Wesley tilted his head. “You knew?”
“Of course. Micah sent us your picture a while ago, before our friends showed up. Tha
t verbal cue, though… that helped.”
Desdemona walked up, grinning. “If I didn’t already have an awesome son, I think I’d adopt you.”
“You’re too young to be my mother.”
She patted the top of his head. “Good boy.” Her face turned serious. “You meant what you said about my grandchildren?”
“Yeah. They’re fine. At no risk of being discovered or hurt.”
“When can I see them again?”
Wesley thought for a moment. “I need one of those flying spheres.”
“Wesley,” his new friend said. “You know machines can’t fly.”
Then he laughed, and Wesley joined in. Jeffrey and Desdemona did as well.
“You need a flying sphere?” Desdemona asked. “I’ll see what I can do.”
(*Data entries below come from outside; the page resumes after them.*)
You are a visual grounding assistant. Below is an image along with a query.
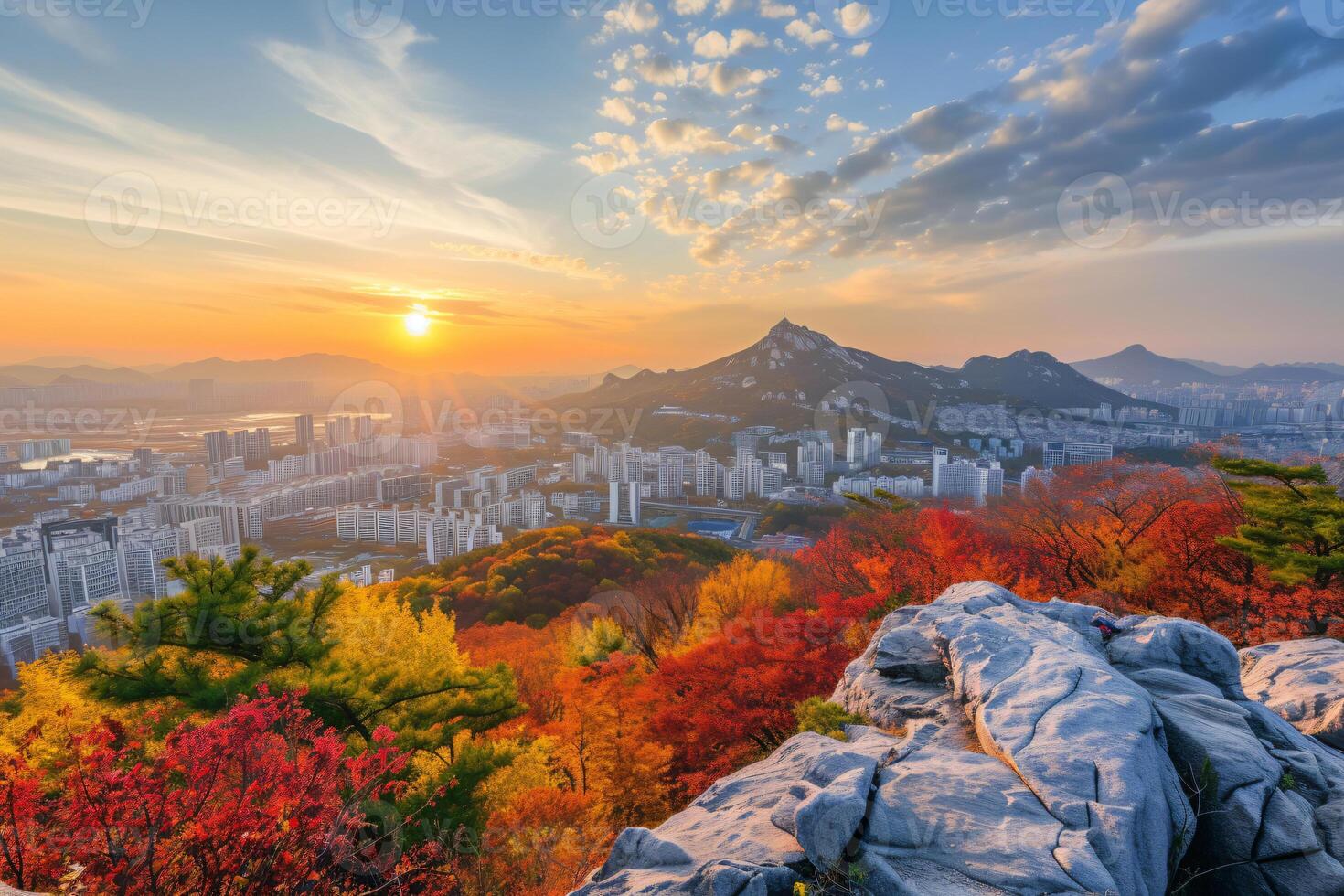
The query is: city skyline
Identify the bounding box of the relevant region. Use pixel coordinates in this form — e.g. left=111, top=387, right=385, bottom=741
left=0, top=0, right=1344, bottom=375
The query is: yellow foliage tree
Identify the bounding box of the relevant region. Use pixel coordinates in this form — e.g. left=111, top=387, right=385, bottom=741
left=700, top=553, right=793, bottom=629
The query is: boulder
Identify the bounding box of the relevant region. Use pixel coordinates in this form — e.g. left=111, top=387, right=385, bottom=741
left=578, top=583, right=1344, bottom=896
left=1241, top=638, right=1344, bottom=750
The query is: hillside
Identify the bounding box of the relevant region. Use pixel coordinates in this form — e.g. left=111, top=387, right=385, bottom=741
left=1072, top=346, right=1344, bottom=386
left=960, top=350, right=1133, bottom=409
left=0, top=364, right=152, bottom=386
left=155, top=353, right=400, bottom=383
left=438, top=525, right=734, bottom=627
left=1072, top=346, right=1224, bottom=386
left=552, top=320, right=1156, bottom=432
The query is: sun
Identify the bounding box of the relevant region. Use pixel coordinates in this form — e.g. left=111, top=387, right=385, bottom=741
left=402, top=305, right=429, bottom=337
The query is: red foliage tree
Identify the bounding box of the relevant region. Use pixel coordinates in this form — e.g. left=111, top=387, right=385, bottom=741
left=645, top=612, right=852, bottom=795
left=0, top=695, right=435, bottom=893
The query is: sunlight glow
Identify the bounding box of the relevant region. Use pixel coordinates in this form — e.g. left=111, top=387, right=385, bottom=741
left=402, top=305, right=429, bottom=337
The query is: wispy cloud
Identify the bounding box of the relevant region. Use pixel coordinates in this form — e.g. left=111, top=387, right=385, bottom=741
left=260, top=23, right=546, bottom=181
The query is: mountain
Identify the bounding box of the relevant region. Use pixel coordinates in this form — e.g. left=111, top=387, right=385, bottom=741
left=0, top=364, right=151, bottom=386
left=1072, top=346, right=1344, bottom=386
left=155, top=353, right=402, bottom=383
left=1072, top=346, right=1223, bottom=386
left=958, top=350, right=1133, bottom=409
left=551, top=318, right=1156, bottom=427
left=1232, top=364, right=1344, bottom=383
left=1292, top=361, right=1344, bottom=379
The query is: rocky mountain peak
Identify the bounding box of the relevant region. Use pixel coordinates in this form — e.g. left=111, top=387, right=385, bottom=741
left=757, top=317, right=835, bottom=352
left=578, top=581, right=1344, bottom=896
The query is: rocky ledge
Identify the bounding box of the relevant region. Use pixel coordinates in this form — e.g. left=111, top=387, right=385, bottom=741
left=577, top=583, right=1344, bottom=896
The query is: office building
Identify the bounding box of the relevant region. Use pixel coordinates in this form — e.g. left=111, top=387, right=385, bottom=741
left=606, top=482, right=643, bottom=525
left=1040, top=442, right=1115, bottom=470
left=294, top=414, right=317, bottom=454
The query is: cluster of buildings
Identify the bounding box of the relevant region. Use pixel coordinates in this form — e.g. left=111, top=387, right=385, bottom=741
left=0, top=515, right=240, bottom=678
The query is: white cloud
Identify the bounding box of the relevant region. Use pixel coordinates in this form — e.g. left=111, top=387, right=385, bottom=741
left=784, top=14, right=836, bottom=47
left=0, top=66, right=532, bottom=252
left=803, top=75, right=844, bottom=100
left=836, top=0, right=872, bottom=37
left=644, top=118, right=740, bottom=155
left=691, top=62, right=780, bottom=97
left=827, top=112, right=869, bottom=132
left=597, top=0, right=661, bottom=40
left=695, top=28, right=769, bottom=59
left=261, top=24, right=544, bottom=180
left=597, top=97, right=635, bottom=125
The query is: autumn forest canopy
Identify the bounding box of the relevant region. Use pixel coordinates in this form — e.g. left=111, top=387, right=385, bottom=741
left=0, top=458, right=1344, bottom=896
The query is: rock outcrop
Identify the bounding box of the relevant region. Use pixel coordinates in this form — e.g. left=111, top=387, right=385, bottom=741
left=577, top=583, right=1344, bottom=896
left=1242, top=638, right=1344, bottom=750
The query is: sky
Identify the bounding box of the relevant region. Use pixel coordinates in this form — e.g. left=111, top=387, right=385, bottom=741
left=0, top=0, right=1344, bottom=373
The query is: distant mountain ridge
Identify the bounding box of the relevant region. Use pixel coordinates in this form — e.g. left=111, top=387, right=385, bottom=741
left=555, top=318, right=1161, bottom=426
left=1072, top=346, right=1344, bottom=386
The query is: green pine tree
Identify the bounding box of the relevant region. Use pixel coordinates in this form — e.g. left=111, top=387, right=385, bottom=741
left=1213, top=458, right=1344, bottom=589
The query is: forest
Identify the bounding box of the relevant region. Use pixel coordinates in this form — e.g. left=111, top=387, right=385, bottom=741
left=0, top=455, right=1344, bottom=896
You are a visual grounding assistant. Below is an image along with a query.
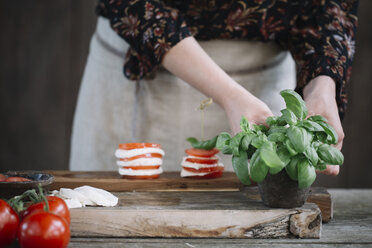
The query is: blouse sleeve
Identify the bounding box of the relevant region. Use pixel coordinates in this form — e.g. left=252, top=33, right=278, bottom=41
left=97, top=0, right=191, bottom=80
left=289, top=0, right=358, bottom=119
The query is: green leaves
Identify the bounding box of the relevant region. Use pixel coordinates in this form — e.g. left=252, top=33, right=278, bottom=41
left=232, top=150, right=251, bottom=185
left=212, top=90, right=344, bottom=188
left=318, top=144, right=344, bottom=165
left=260, top=142, right=285, bottom=169
left=249, top=149, right=269, bottom=183
left=186, top=136, right=218, bottom=150
left=297, top=159, right=316, bottom=189
left=280, top=90, right=307, bottom=120
left=287, top=126, right=313, bottom=153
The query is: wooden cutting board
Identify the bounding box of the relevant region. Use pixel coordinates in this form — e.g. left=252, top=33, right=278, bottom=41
left=48, top=171, right=333, bottom=238
left=71, top=187, right=322, bottom=238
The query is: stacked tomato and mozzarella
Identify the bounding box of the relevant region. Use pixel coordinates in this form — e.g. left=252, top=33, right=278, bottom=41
left=115, top=143, right=164, bottom=179
left=181, top=148, right=224, bottom=178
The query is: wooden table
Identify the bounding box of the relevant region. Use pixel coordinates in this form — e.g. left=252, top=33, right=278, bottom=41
left=69, top=189, right=372, bottom=248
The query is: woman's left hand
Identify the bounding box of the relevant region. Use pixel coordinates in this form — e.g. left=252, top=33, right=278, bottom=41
left=303, top=76, right=345, bottom=176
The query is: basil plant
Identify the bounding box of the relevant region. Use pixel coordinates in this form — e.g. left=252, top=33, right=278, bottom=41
left=215, top=90, right=344, bottom=188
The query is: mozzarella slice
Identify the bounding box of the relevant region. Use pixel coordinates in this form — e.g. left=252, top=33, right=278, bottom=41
left=74, top=186, right=119, bottom=207
left=115, top=147, right=165, bottom=158
left=59, top=188, right=95, bottom=207
left=116, top=158, right=163, bottom=167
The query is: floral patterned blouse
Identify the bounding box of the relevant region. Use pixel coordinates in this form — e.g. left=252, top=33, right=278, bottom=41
left=97, top=0, right=358, bottom=118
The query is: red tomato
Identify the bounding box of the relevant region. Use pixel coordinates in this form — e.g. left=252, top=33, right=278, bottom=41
left=0, top=173, right=6, bottom=182
left=119, top=143, right=161, bottom=150
left=18, top=212, right=70, bottom=248
left=186, top=158, right=218, bottom=164
left=0, top=200, right=19, bottom=247
left=190, top=171, right=223, bottom=179
left=5, top=177, right=32, bottom=182
left=183, top=166, right=224, bottom=173
left=185, top=148, right=219, bottom=158
left=123, top=165, right=160, bottom=170
left=21, top=196, right=71, bottom=225
left=123, top=174, right=160, bottom=179
left=120, top=153, right=163, bottom=162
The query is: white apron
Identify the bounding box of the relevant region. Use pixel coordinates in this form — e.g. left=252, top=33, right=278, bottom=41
left=70, top=17, right=295, bottom=171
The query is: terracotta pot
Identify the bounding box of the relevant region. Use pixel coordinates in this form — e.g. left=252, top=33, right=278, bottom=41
left=258, top=169, right=310, bottom=208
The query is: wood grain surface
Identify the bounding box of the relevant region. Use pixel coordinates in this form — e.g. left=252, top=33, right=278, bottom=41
left=69, top=189, right=372, bottom=248
left=71, top=187, right=322, bottom=238
left=47, top=171, right=243, bottom=192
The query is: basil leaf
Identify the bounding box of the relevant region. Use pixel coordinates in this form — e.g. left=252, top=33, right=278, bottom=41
left=251, top=135, right=267, bottom=149
left=240, top=116, right=252, bottom=133
left=304, top=143, right=319, bottom=166
left=314, top=161, right=327, bottom=171
left=280, top=90, right=307, bottom=120
left=287, top=126, right=313, bottom=153
left=267, top=126, right=287, bottom=134
left=307, top=115, right=328, bottom=122
left=285, top=156, right=300, bottom=181
left=267, top=133, right=285, bottom=142
left=270, top=145, right=291, bottom=175
left=232, top=150, right=251, bottom=185
left=230, top=132, right=244, bottom=156
left=216, top=132, right=232, bottom=154
left=266, top=116, right=279, bottom=126
left=299, top=120, right=324, bottom=132
left=297, top=158, right=316, bottom=189
left=260, top=141, right=285, bottom=169
left=284, top=139, right=298, bottom=156
left=317, top=121, right=338, bottom=144
left=252, top=124, right=268, bottom=132
left=317, top=144, right=344, bottom=165
left=186, top=136, right=218, bottom=150
left=249, top=149, right=269, bottom=183
left=279, top=109, right=297, bottom=125
left=240, top=134, right=253, bottom=151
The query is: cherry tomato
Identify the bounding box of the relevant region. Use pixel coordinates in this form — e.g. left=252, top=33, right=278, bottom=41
left=183, top=166, right=224, bottom=173
left=5, top=177, right=32, bottom=182
left=122, top=165, right=160, bottom=170
left=119, top=143, right=161, bottom=150
left=0, top=200, right=19, bottom=247
left=18, top=212, right=70, bottom=248
left=123, top=174, right=160, bottom=179
left=0, top=173, right=6, bottom=182
left=120, top=153, right=163, bottom=162
left=186, top=158, right=218, bottom=164
left=185, top=148, right=219, bottom=158
left=189, top=171, right=223, bottom=179
left=21, top=196, right=71, bottom=225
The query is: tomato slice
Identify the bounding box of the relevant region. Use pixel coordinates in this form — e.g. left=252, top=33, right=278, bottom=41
left=120, top=153, right=163, bottom=162
left=122, top=165, right=160, bottom=170
left=185, top=148, right=220, bottom=158
left=4, top=177, right=32, bottom=182
left=183, top=166, right=224, bottom=173
left=122, top=174, right=160, bottom=179
left=188, top=171, right=223, bottom=179
left=119, top=143, right=161, bottom=150
left=186, top=158, right=218, bottom=164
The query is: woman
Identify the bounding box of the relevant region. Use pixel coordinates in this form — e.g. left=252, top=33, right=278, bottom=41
left=70, top=0, right=357, bottom=175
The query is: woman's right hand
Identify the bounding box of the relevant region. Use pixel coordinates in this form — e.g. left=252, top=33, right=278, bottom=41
left=222, top=88, right=273, bottom=135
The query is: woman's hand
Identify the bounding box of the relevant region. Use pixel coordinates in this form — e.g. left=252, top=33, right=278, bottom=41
left=162, top=37, right=272, bottom=134
left=222, top=88, right=273, bottom=135
left=303, top=76, right=345, bottom=176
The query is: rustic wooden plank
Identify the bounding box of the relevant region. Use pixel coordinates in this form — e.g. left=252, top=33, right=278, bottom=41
left=71, top=187, right=322, bottom=238
left=69, top=189, right=372, bottom=248
left=47, top=171, right=242, bottom=192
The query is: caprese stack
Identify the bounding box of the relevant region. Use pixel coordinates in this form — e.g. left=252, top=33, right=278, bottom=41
left=115, top=143, right=164, bottom=179
left=181, top=148, right=224, bottom=179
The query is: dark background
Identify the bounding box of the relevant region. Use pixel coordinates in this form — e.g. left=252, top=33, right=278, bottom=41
left=0, top=0, right=372, bottom=188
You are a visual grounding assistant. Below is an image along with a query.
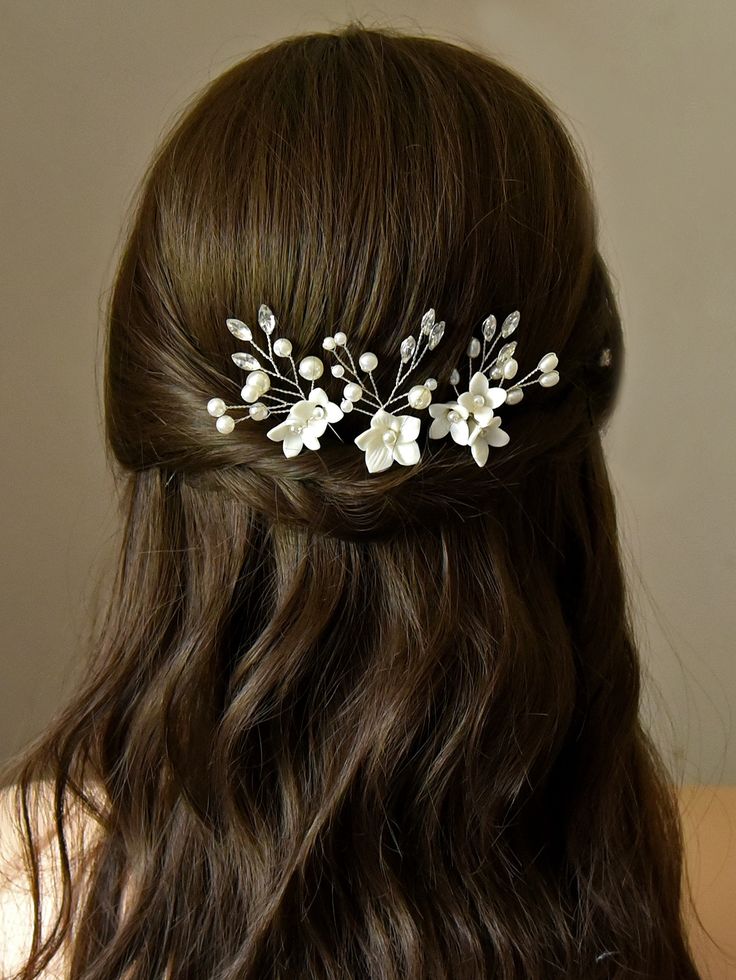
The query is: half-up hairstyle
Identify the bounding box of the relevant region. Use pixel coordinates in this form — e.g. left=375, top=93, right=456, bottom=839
left=1, top=24, right=698, bottom=980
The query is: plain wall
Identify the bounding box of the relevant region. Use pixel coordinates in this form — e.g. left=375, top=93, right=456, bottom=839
left=0, top=0, right=736, bottom=783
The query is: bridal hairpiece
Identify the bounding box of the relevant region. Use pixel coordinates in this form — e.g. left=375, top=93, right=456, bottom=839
left=207, top=304, right=568, bottom=473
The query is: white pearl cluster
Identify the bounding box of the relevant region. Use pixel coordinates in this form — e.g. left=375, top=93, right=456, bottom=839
left=207, top=304, right=576, bottom=473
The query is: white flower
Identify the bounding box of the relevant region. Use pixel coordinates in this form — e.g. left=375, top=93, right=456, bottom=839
left=354, top=408, right=421, bottom=473
left=266, top=388, right=343, bottom=456
left=429, top=402, right=469, bottom=446
left=458, top=371, right=506, bottom=425
left=468, top=415, right=509, bottom=466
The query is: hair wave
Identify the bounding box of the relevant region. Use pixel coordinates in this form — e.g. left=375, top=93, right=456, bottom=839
left=2, top=23, right=698, bottom=980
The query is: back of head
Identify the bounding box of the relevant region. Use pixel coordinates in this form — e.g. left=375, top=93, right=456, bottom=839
left=10, top=25, right=697, bottom=980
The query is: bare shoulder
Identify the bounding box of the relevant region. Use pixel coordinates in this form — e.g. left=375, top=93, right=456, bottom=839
left=0, top=783, right=103, bottom=980
left=679, top=784, right=736, bottom=980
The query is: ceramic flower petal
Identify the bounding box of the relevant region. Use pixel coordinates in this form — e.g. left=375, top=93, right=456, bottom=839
left=266, top=419, right=291, bottom=442
left=470, top=439, right=488, bottom=466
left=429, top=416, right=450, bottom=439
left=289, top=398, right=314, bottom=422
left=393, top=442, right=421, bottom=466
left=450, top=419, right=468, bottom=446
left=325, top=402, right=345, bottom=422
left=486, top=388, right=508, bottom=408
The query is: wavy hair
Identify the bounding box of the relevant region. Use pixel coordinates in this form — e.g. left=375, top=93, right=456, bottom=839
left=1, top=22, right=698, bottom=980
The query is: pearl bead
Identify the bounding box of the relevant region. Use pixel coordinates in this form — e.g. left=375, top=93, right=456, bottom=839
left=407, top=385, right=432, bottom=408
left=537, top=354, right=557, bottom=374
left=207, top=398, right=226, bottom=416
left=245, top=371, right=271, bottom=394
left=273, top=337, right=291, bottom=357
left=299, top=354, right=325, bottom=381
left=248, top=402, right=270, bottom=422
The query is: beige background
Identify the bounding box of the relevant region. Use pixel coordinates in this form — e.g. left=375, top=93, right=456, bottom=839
left=0, top=0, right=736, bottom=783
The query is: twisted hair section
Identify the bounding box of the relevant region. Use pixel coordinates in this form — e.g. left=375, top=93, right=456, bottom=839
left=2, top=17, right=698, bottom=980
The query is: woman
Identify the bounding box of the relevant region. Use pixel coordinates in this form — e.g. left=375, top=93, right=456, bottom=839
left=0, top=24, right=699, bottom=980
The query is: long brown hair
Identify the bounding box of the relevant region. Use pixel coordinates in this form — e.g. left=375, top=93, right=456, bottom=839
left=1, top=23, right=698, bottom=980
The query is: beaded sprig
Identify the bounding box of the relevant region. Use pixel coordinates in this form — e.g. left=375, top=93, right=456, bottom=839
left=207, top=304, right=560, bottom=473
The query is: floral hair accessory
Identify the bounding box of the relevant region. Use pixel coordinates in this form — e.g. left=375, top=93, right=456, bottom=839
left=207, top=304, right=560, bottom=473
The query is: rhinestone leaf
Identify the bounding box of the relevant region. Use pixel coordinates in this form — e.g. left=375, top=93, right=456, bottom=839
left=401, top=337, right=417, bottom=364
left=483, top=313, right=496, bottom=340
left=225, top=317, right=253, bottom=340
left=427, top=320, right=445, bottom=350
left=258, top=303, right=276, bottom=334
left=230, top=350, right=261, bottom=371
left=501, top=310, right=521, bottom=337
left=496, top=340, right=516, bottom=365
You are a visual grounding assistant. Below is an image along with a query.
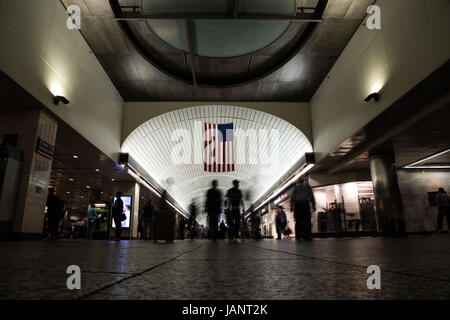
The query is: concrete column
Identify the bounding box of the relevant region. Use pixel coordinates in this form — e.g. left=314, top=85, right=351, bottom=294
left=0, top=110, right=58, bottom=239
left=111, top=181, right=140, bottom=239
left=370, top=152, right=406, bottom=235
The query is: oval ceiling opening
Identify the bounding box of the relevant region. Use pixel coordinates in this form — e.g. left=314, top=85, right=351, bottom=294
left=142, top=0, right=295, bottom=58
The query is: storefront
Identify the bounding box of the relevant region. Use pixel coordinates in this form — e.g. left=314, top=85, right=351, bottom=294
left=311, top=181, right=378, bottom=233
left=260, top=181, right=378, bottom=238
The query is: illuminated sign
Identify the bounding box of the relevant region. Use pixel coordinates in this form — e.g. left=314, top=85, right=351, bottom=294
left=36, top=138, right=55, bottom=158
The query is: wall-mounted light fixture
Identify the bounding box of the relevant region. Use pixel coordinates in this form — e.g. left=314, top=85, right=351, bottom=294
left=403, top=148, right=450, bottom=169
left=53, top=96, right=70, bottom=106
left=364, top=92, right=380, bottom=102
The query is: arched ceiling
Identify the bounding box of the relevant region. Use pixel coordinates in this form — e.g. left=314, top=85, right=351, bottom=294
left=122, top=106, right=312, bottom=215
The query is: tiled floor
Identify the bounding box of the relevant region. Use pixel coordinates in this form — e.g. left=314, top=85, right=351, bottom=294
left=0, top=235, right=450, bottom=299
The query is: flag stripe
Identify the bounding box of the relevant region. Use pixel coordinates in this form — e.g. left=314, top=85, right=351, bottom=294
left=203, top=123, right=235, bottom=172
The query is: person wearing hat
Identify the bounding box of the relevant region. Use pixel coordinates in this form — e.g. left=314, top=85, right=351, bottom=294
left=226, top=180, right=244, bottom=242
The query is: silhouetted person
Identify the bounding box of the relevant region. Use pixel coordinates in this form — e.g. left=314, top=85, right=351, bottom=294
left=436, top=188, right=450, bottom=233
left=142, top=199, right=155, bottom=240
left=275, top=206, right=287, bottom=240
left=226, top=180, right=244, bottom=241
left=112, top=191, right=123, bottom=241
left=46, top=188, right=62, bottom=240
left=188, top=200, right=197, bottom=239
left=86, top=203, right=98, bottom=240
left=251, top=212, right=261, bottom=240
left=178, top=217, right=186, bottom=240
left=219, top=220, right=227, bottom=239
left=205, top=180, right=222, bottom=240
left=291, top=178, right=316, bottom=240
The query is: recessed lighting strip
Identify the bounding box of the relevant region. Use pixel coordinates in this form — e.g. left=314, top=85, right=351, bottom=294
left=403, top=148, right=450, bottom=169
left=127, top=165, right=188, bottom=219
left=245, top=163, right=314, bottom=218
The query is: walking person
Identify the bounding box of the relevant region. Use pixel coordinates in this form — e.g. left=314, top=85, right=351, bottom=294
left=86, top=203, right=98, bottom=240
left=275, top=206, right=287, bottom=240
left=112, top=191, right=123, bottom=241
left=291, top=178, right=316, bottom=241
left=178, top=217, right=186, bottom=240
left=46, top=188, right=61, bottom=240
left=205, top=180, right=222, bottom=241
left=226, top=180, right=244, bottom=242
left=142, top=199, right=155, bottom=240
left=188, top=200, right=197, bottom=240
left=252, top=212, right=261, bottom=240
left=436, top=188, right=450, bottom=233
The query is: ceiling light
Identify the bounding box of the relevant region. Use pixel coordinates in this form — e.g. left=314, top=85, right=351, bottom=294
left=364, top=92, right=380, bottom=102
left=53, top=96, right=70, bottom=106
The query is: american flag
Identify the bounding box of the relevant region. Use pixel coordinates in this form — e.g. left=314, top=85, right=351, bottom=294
left=203, top=123, right=234, bottom=172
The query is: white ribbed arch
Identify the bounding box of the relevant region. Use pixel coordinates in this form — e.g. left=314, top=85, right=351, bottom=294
left=122, top=106, right=312, bottom=220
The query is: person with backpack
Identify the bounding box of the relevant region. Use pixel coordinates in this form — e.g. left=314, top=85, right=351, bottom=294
left=112, top=191, right=126, bottom=241
left=142, top=199, right=155, bottom=240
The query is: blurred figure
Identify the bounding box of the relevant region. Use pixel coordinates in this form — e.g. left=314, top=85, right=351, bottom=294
left=275, top=205, right=287, bottom=240
left=226, top=180, right=244, bottom=242
left=219, top=220, right=227, bottom=239
left=112, top=191, right=123, bottom=241
left=178, top=217, right=186, bottom=240
left=46, top=188, right=62, bottom=240
left=86, top=203, right=98, bottom=240
left=188, top=199, right=197, bottom=240
left=205, top=180, right=222, bottom=240
left=142, top=199, right=155, bottom=240
left=138, top=213, right=144, bottom=240
left=436, top=188, right=450, bottom=233
left=251, top=211, right=261, bottom=240
left=153, top=190, right=176, bottom=242
left=291, top=178, right=316, bottom=241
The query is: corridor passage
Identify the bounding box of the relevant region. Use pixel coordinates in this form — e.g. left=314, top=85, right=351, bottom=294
left=0, top=235, right=450, bottom=300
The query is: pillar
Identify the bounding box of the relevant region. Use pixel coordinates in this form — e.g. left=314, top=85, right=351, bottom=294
left=0, top=109, right=58, bottom=240
left=111, top=181, right=140, bottom=239
left=370, top=152, right=406, bottom=235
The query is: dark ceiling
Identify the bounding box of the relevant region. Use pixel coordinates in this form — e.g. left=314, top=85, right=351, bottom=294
left=314, top=62, right=450, bottom=173
left=62, top=0, right=374, bottom=101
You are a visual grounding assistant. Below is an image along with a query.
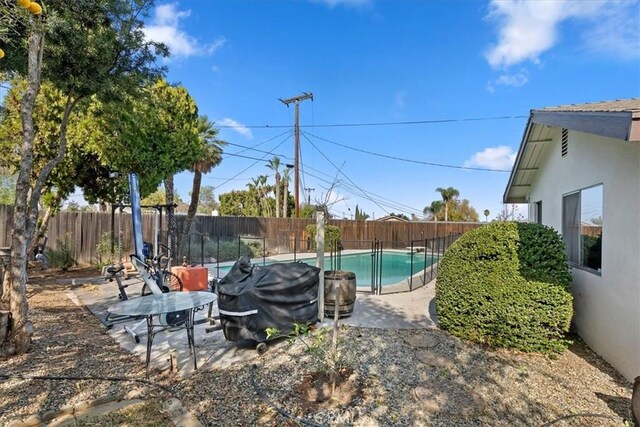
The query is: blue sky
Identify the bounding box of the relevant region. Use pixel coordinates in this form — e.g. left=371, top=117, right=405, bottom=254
left=142, top=0, right=640, bottom=218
“Looking forward to it,” Wesley said.
And then he fell into a deep, peaceful sleep, the first he’d had in years. There was no evil voice in his head. No little machines waiting to dissolve him to dust.
Just friends and allies who’d keep him safe until he was ready to take on the world again.
It felt good.
Chapter 23
New Phoenix
Deirdre had wondered what a reunion with one—or, preferably, both—of her parents might be like, now that she understood so much more about her world, her life, what they’d put her through, what they really thought of her. She’d hoped it would be after everything ended, after the tension and stress were gone, when they could be open. They might not reconcile, but there would be closure for her, at least.
She’d never get that chance with her mother.
And given the look on her father’s face, he wasn’t of a mind to reconcile anything relating to the father-daughter relationship.
There were no hugs, no tears. Just two proud, stubborn people, staring each other down, daring the other to speak first.
Oswald broke first. He paced the room, circling Deirdre. Deirdre stood still, didn’t turn to watch him move. “Very curious series of events, Deirdre. First, you pull that stunt with that boy toy you’d acquired, what was his name?”